Dans un communiqué publié sur son site internet, la NOC a annoncé la levée de la « force majeure » dans le champ d’al-Charara, géré par la compagnie Akakus, une joint-venture entre la NOC, l’espagnol Repsol, le français Total, l’autrichien OMV et le norvégien Statoil. Invoqué dans des circonstances exceptionnelles, l’état de force majeure permet une exonération de la responsabilité de la compagnie en cas de non-respect des contrats de livraison de pétrole.Il avait été déclaré en décembre 2018 dans ce champ pétrolier situé dans la région d’Oubari (environ 900 km au sud de Tripoli) qui produit 315.000 barils par jour, sur une production globale libyenne de plus d’un million de b/j, selon la compagnie. La production «devrait reprendre dans les prochaines heures», a précisé la NOC qui a déploré des pertes d’1,8 milliard de dollars à cause de la fermeture du champ depuis décembre.
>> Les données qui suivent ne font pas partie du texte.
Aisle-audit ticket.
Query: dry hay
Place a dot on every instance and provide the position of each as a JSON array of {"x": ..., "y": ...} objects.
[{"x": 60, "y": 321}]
La compagnie a indiqué avoir décidé sa réouverture après le départ des miliciens qui occupaient le site et après avoir été assurée que «la sécurité y a été rétablie ». «Cet épisode coûteux souligne combien il est important que la NOC reste indépendante et ne soit pas victime d’extorsion, ni d’incursion armée », a déclaré le patron de la NOC, Mustafa Sanalla, cité dans le communiqué.

L’ONU se félicite
En réaction à la réouverture du site, hier, la Mission d’appui des Nations unies en Libye (Manul) s’est félicitée de la décision de la Compagnie nationale libyenne de pétrole (Noc) de lever l’état de force majeure qu’elle avait dû décréter pour le champ pétrolier Charara. Il est impératif de « protéger les installations nationales et d’assurer un environnement sûr pour tout le personnel au profit du peuple libyen », a souligné la Manul, citée par des médias libyens. La NOC a expliqué que sa décision intervient suite à l’engagement des protagonistes de la crise libyenne d’expulser tous les hommes armés de ce champ et de mettre en oeuvre des mesures de sécurité supplémentaires. « Plus jamais un groupe armé ne devrait être autorisé à menacer les travailleurs de la NOC et prendre le pays en otage. Un environnement de travail sûr est impératif pour permettre au pétrole de couler au profit de tous les Libyens », a déclaré le président de la NOC, Mustafa Sanalla.